How are the French reacting to their own public violence? Well, Delanoe got stabbed during an all-night party for which he flung open the doors of City Hall to the citizenry. This is in character with his declaration, when he was elected as Paris' first leftist mayor in decades early this year, that "it is time for a democratic party from which no Parisians should feel excluded."

After his assault, Delanoe told Deputy Mayor Christophe Girard that "the 'Nuit Blanche' should continue unchanged and not to dramatise what had happened." Former French Minister of Culture Philippe Douste-Blazy, who had himself been stabbed in 1997, approved Delanoe's actions: "You can't do the job of mayor ... if you're always surrounded by bodyguards," he told reporters.

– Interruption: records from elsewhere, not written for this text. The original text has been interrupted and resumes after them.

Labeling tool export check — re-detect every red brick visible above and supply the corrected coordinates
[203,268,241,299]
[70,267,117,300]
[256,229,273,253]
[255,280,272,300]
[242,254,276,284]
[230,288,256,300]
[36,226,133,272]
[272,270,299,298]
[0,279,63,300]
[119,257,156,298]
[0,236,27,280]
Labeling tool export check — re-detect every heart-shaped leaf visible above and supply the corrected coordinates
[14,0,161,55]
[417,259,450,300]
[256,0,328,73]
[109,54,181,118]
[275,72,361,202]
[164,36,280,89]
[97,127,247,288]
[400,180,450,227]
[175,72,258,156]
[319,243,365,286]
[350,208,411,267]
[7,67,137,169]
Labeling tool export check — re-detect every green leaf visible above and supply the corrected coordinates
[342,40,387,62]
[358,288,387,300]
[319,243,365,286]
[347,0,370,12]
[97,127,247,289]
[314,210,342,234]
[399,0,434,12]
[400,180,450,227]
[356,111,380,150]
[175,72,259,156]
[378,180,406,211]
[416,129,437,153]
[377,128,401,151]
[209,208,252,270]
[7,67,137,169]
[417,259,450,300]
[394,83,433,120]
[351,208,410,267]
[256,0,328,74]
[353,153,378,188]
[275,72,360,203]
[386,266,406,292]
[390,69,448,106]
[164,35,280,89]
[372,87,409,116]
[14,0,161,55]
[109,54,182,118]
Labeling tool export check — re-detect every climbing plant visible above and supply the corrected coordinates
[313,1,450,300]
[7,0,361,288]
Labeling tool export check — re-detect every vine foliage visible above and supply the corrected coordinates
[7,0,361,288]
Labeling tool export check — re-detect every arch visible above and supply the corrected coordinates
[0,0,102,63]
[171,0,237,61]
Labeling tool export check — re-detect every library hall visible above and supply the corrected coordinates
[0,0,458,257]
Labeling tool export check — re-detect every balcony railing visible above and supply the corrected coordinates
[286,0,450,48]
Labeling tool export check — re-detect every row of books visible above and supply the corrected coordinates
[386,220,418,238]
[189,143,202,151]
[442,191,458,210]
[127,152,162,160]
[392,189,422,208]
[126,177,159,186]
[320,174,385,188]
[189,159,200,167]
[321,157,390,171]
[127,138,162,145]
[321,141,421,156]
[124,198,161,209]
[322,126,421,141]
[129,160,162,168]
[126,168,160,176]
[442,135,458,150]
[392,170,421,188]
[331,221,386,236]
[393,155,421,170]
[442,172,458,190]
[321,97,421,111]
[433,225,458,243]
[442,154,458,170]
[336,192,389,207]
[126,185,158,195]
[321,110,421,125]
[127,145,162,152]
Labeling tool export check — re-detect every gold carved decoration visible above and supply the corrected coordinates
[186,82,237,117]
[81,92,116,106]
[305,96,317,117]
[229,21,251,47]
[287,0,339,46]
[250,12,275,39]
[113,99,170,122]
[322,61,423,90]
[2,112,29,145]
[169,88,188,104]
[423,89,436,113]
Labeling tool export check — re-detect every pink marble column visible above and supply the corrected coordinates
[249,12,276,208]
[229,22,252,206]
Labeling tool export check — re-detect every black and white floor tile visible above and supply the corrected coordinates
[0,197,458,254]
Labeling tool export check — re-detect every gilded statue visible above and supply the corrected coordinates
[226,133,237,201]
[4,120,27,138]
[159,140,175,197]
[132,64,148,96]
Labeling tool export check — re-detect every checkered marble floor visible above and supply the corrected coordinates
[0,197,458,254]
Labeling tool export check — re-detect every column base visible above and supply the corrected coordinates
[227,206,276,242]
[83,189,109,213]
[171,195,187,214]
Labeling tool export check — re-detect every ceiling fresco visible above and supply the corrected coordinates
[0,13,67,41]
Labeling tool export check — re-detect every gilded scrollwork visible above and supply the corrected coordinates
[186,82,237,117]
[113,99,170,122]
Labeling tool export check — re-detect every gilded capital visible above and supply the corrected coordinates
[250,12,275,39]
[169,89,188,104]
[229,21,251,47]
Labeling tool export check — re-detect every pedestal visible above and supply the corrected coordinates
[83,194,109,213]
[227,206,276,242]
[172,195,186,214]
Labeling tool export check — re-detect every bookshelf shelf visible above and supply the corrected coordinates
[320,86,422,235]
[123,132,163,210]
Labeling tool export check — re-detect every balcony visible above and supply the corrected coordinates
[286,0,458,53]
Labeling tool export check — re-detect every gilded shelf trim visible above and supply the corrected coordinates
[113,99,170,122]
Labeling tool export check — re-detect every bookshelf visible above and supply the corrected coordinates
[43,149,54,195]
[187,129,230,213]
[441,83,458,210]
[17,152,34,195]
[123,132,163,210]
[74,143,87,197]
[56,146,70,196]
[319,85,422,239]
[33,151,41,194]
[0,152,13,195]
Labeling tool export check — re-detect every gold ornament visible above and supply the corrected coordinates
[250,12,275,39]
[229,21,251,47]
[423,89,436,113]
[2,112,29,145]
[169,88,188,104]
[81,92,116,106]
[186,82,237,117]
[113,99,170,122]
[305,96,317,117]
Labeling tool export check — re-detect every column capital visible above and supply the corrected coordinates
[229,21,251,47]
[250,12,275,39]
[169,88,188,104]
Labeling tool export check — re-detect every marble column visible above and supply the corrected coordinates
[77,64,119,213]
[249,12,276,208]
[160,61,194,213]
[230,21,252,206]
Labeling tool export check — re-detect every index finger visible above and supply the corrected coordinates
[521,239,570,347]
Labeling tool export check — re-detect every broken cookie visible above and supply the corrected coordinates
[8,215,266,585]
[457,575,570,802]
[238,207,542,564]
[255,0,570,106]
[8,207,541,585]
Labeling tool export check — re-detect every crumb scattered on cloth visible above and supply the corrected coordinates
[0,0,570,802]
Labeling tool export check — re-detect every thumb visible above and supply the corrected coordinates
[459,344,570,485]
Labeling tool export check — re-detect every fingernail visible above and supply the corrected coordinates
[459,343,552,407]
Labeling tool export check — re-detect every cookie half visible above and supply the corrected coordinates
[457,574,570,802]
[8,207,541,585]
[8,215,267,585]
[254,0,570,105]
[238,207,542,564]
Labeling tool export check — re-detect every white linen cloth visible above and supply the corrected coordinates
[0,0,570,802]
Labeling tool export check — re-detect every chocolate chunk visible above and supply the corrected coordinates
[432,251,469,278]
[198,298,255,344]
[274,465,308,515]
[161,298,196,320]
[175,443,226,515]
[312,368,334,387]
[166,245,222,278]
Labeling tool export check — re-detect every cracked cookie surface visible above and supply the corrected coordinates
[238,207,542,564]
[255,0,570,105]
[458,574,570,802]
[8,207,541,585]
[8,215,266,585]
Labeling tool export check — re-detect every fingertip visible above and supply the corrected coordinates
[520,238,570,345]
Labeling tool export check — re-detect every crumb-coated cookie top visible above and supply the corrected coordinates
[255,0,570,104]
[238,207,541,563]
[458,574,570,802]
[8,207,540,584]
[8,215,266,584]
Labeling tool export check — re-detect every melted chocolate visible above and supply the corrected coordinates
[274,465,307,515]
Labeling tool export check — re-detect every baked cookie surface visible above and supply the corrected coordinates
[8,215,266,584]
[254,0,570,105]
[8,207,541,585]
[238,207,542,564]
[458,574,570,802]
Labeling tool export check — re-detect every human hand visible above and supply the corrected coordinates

In this context, opening City Hall to the public, and keeping it open after the attack, seems a more defiant gesture than, say, issuing terror alerts. An IP reader lauds Delanoe: "The ancien regime was more security conscious...but having Delanoe in office is like having sex without a condom: It's not so safe, but it's a hell of a lot more fun." Comments IP: "As for the fun-loving character of the Delanoe mayoralty, well, I'm glad Claire's enjoying it."

His grim tone is puzzling; I though conservatives were supposed to be party animals. A Frenchman, stabbed, yet calls for his fellow citizens to continue the party without him; American warbloggers grimly spin the event to increase war fever. Which seems more confident of victory to you?